The Helsinki Final Act recognizes the human rights and fundamental freedoms as an essential factor for the peace, justice and well-being necessary to ensure the development of friendly relations and co-operation among all states.” Institutionalized practice of torture in Putin’s Russia breaches its international legal obligations such as The United Nations Convention against Torture of 1984, The United Nations International Covenant on Civil and Political Rights of 1966, The Helsinki Final Act of 1975 and others. While Putin wants to be treated by the West as an equal partner, he wants neither keep up his obligations under international law, nor invest in protecting the world order. As Michael McFaul, a former United States Ambassador to Russia, said: “Russia under Putin today is not interested in being a stakeholder or responsible member in many of these international institutions.
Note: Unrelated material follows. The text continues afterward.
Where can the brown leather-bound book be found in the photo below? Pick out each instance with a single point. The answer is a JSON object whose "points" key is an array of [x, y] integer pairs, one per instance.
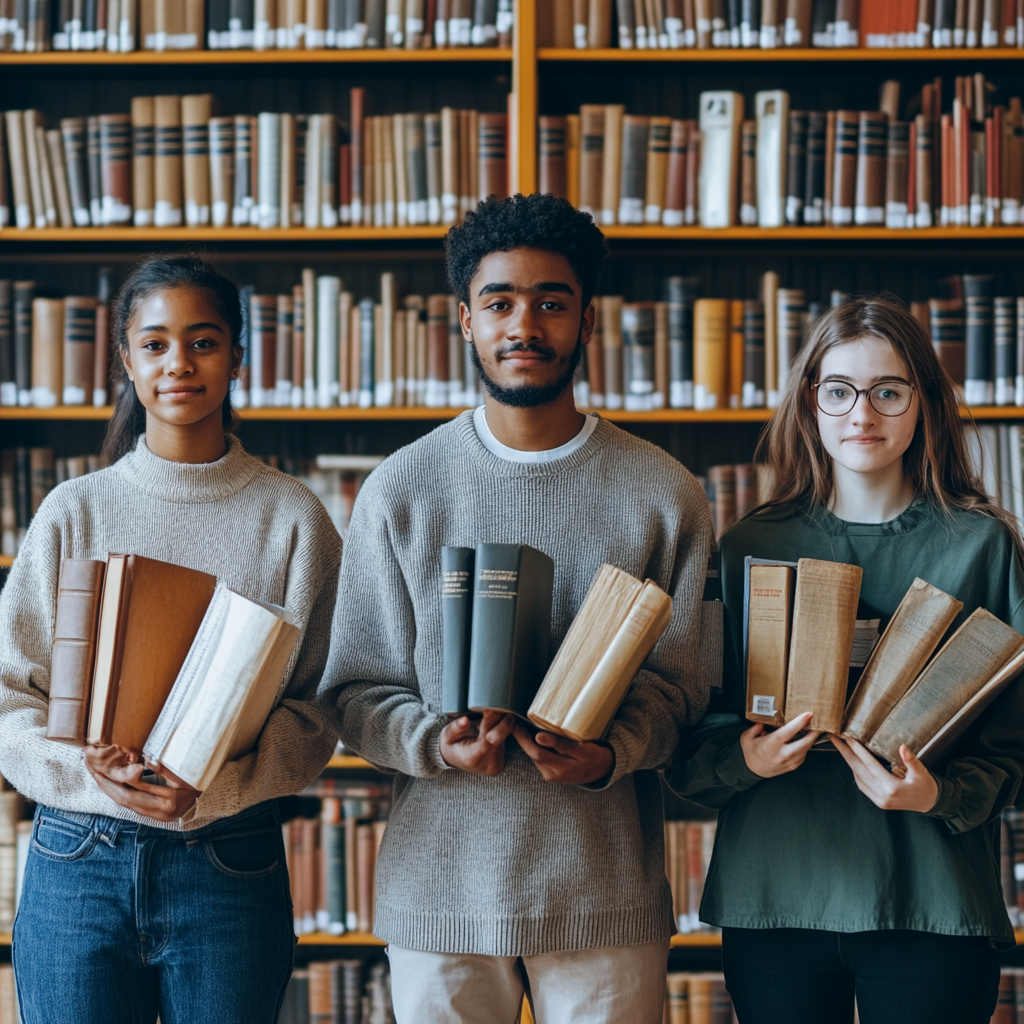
{"points": [[845, 170], [769, 621], [675, 184], [592, 159], [869, 206], [493, 174], [74, 648], [167, 163], [143, 153], [908, 641], [150, 614], [196, 114], [658, 137], [79, 348], [47, 351], [116, 167], [825, 605], [749, 173], [552, 162], [967, 662]]}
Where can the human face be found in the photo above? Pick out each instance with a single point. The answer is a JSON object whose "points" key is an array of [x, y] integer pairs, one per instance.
{"points": [[862, 440], [180, 356], [526, 323]]}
Rather, they seek to weaken them or in the case of NATO to undermine them completely.” The rules of the international community should be enforced, as well as the human rights and the fundamental freedoms must be guaranteed.
We call on the U.S. Congress and the U.S. administration to support the resolution of the European Parliament on the case of Ildar Dadin and:
- Call for the immediate and unconditional release of Ildar Dadin and all those detained on false or unsubstantiated charges or for using their right of freedom of expression and assembly;
- Initiate an evaluation of correspondence in between the article of the Criminal Code of the Russian Federation that places new restrictions on public gatherings and provides for such gatherings to be considered a criminal act and international standards;
- Urge the Russian authorities to conduct a thorough and transparent investigation of the allegations made by Ildar Dadin of torture and ill-treatment, with the participation of independent human rights experts; calls for an independent investigation into the allegations of torture, abuse and degrading and inhumane treatment on the part of state officials in Russian detention facilities, labor camps and prisons;
- Call on the Russian Federation, in this regard, to carry out a thorough review of its penitentiary system with a view to undertaking a deep reform of the system, and to fully implement the standards agreed under the relevant international conventions;
- Express its solidarity with those arrested in Russia and in the temporarily occupied territories of Ukraine, including Crimean Tatars, on false and unsubstantiated charges, and calls for their immediate release;
- Remind Russia of the importance of full compliance with its international legal obligations, as a member of the Council of Europe and the Organization for Security and Cooperation in Europe, and with fundamental human rights and the rule of law as enshrined in various international treaties and agreements that Russia has signed and is party to; underlines that the Russian Federation can be considered a reliable partner in the sphere of international cooperation only if it keeps up its obligations under international law;
- Work with 28 EU Member States and the EU institutions in developing a unified policy towards Russia that commits them to a strong common message concerning the role of human rights in the USA-EU-Russia relationship and respect for international law; call on the EU to develop a substantive and concrete strategy supporting Russian civil society and organizations, making use of the European Instrument for Democracy and Human Rights;
- Adopt a series of targeted sanctions to punish those responsible for the mistreatment of Ildar Dadin and other human rights activists.